Cost of Regulation in California $493B a Year

A study purportedly done at the behest of California Governor Arnold Schwarzenegger shows that the Golden State inflicts a burden of $492,994 billion a year in regulatory mandates on business. This is nearly five times the state's general fund budget and almost a third of the state's GDP.

The "Cost of State Regulations on California Small Business Study," conducted by Sanjay B. Varshney, Ph.D and dean of the College of Business Administration at California State University, Sacramento, "uses original analyses and a general equilibrium framework to identify and measure the cost of regulation as measured by the loss of economic output to the State’s gross product," according to the author.
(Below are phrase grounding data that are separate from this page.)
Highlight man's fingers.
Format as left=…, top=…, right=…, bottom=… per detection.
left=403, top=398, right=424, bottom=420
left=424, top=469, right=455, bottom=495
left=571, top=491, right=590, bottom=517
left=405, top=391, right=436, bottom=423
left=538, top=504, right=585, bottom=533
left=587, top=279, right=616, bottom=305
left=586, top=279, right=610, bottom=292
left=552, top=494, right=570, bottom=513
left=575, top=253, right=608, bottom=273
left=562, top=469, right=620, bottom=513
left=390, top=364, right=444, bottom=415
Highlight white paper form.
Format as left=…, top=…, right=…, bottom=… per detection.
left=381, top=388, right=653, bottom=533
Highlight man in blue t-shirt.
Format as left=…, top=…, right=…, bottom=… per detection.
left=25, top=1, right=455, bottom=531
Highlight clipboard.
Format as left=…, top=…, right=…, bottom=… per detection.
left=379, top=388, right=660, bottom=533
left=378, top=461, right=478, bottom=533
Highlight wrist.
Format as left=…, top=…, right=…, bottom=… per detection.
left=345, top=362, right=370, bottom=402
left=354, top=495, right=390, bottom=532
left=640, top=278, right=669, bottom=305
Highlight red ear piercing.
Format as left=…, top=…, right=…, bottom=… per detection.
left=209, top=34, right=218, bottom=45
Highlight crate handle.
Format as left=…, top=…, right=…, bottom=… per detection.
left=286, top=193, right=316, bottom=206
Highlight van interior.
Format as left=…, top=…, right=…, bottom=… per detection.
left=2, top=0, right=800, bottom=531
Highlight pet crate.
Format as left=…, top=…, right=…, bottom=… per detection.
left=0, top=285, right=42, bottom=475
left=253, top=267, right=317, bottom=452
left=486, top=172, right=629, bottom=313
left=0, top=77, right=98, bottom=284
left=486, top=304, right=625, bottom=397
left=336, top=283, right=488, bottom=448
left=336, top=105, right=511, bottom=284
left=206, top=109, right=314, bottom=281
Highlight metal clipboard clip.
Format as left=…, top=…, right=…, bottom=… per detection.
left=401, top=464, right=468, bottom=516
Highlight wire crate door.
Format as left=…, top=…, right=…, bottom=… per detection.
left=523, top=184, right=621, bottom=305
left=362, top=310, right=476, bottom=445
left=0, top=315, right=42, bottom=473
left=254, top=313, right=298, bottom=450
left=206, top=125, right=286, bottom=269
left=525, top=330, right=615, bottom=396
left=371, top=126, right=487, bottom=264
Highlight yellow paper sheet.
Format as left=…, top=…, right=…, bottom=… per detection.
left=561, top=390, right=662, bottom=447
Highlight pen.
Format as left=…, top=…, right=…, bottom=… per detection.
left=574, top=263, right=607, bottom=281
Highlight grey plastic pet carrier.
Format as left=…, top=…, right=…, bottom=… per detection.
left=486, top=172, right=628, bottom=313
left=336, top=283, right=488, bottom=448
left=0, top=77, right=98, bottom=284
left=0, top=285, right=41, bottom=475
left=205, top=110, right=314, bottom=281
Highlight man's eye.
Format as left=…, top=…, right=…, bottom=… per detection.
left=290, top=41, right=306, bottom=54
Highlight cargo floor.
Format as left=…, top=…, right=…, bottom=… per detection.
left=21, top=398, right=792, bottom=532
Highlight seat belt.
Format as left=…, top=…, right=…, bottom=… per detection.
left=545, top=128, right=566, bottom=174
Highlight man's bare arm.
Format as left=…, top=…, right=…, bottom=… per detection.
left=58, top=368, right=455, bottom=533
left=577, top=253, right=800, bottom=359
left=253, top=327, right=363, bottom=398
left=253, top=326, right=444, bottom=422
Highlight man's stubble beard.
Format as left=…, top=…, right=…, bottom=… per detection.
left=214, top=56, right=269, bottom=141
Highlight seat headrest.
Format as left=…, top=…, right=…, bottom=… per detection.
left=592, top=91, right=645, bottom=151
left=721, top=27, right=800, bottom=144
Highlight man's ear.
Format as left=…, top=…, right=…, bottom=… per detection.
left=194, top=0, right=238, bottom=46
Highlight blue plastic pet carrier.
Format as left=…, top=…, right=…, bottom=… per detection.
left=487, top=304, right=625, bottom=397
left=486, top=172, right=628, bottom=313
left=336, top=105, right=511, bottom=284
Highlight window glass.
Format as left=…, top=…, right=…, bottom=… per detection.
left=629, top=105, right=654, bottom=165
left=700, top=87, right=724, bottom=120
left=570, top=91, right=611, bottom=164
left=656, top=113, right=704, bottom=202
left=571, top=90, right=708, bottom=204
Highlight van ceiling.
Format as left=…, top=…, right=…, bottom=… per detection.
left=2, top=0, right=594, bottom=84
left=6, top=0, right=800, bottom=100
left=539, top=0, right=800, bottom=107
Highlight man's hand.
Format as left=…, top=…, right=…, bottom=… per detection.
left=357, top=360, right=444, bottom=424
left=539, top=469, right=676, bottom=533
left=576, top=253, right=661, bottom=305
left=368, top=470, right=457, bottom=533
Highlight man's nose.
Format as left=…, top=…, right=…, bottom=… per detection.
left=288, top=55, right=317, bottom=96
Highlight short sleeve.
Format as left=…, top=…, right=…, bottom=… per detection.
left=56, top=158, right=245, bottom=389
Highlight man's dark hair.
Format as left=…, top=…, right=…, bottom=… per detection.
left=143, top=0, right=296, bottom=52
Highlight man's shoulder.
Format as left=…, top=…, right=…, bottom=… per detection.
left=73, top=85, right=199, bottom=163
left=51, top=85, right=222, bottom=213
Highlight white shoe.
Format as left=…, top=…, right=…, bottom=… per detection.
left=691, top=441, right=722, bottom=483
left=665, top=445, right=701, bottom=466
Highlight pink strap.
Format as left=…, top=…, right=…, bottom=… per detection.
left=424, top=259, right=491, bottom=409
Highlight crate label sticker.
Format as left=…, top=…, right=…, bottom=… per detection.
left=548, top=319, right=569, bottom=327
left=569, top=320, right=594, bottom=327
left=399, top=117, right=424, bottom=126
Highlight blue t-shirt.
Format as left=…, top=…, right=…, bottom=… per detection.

Varshney says the cost to each small business amounts to nearly $135,000 annually, on average, while small businesses account for 99.2 percent of all statewide enterprises. He writes:
The total cost of regulation was $134,122.48 per small business in California in 2007, labor income not created or lost was $4,359.55 per small business, indirect business taxes not generated or lost were $57,260.15 per small business, and finally roughly one job lost per small business.
The result, he says, is the loss of 3.8 million jobs statewide, roughly one-tenth of California's population.

Now, you know why economic recovery in California will not only be slow but probably non-existent.